Relay learning: a physically secure framework for clinical multi-site deep learning

NPJ Digit Med. 2023 Nov 4;6(1):204. doi: 10.1038/s41746-023-00934-4.

Abstract

Big data serves as the cornerstone for constructing real-world deep learning systems across various domains. In medicine and healthcare, a single clinical site lacks sufficient data, thus necessitating the involvement of multiple sites. Unfortunately, concerns regarding data security and privacy hinder the sharing and reuse of data across sites. Existing approaches to multi-site clinical learning heavily depend on the security of the network firewall and system implementation. To address this issue, we propose Relay Learning, a secure deep-learning framework that physically isolates clinical data from external intruders while still leveraging the benefits of multi-site big data. We demonstrate the efficacy of Relay Learning in three medical tasks of different diseases and anatomical structures, including structure segmentation of retina fundus, mediastinum tumors diagnosis, and brain midline localization. We evaluate Relay Learning by comparing its performance to alternative solutions through multi-site validation and external validation. Incorporating a total of 41,038 medical images from 21 medical hosts, including 7 external hosts, with non-uniform distributions, we observe significant performance improvements with Relay Learning across all three tasks.

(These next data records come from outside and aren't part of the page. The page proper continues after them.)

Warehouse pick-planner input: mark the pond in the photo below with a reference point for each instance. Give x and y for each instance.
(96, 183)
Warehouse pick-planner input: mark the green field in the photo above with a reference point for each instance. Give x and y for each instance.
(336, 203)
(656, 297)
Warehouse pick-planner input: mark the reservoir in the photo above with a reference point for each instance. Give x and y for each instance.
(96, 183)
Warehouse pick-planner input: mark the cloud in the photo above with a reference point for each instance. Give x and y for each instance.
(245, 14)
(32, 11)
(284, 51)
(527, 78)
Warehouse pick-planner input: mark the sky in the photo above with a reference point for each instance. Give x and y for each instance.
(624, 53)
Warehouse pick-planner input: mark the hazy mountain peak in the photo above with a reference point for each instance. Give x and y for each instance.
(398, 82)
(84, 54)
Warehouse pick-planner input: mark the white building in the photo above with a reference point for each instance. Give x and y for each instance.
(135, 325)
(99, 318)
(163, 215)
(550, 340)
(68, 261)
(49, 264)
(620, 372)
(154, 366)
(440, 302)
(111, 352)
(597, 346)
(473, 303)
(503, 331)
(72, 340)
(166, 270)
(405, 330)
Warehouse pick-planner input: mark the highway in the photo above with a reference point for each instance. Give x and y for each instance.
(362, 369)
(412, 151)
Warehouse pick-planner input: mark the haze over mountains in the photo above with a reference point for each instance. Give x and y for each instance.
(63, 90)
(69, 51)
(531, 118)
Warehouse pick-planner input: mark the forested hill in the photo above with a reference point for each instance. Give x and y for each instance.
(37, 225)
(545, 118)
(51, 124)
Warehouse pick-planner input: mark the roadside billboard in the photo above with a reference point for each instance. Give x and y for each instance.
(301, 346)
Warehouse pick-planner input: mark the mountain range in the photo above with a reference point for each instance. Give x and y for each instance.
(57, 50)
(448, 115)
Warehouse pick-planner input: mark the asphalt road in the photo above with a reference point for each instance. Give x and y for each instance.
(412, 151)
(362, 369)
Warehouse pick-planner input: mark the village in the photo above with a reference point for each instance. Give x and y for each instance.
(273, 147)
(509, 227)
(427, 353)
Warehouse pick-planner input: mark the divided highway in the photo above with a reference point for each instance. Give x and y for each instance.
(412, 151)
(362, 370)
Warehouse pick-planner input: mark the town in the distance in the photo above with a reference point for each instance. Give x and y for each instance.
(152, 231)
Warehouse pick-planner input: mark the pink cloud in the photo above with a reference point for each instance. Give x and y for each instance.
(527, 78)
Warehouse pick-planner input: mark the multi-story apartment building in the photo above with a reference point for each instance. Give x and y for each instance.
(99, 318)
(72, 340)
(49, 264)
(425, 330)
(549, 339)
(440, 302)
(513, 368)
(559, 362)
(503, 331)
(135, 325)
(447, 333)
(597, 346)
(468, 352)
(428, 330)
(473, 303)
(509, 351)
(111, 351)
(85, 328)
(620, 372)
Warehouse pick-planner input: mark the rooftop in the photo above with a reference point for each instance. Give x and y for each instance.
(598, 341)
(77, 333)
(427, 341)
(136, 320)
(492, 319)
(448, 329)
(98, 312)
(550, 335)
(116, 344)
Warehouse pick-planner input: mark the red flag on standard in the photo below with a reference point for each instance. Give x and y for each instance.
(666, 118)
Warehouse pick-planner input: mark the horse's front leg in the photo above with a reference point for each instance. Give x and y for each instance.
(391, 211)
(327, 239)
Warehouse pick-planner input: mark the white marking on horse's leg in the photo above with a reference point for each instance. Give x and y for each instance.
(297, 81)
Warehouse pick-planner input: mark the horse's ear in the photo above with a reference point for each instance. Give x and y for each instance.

Specifically, it achieves an average performance increase of 44.4%, 24.2%, and 36.7% for retinal fundus segmentation, mediastinum tumor diagnosis, and brain midline localization, respectively. Remarkably, Relay Learning even outperforms central learning on external test sets. In the meanwhile, Relay Learning keeps data sovereignty locally without cross-site network connections. We anticipate that Relay Learning will revolutionize clinical multi-site collaboration and reshape the landscape of healthcare in the future.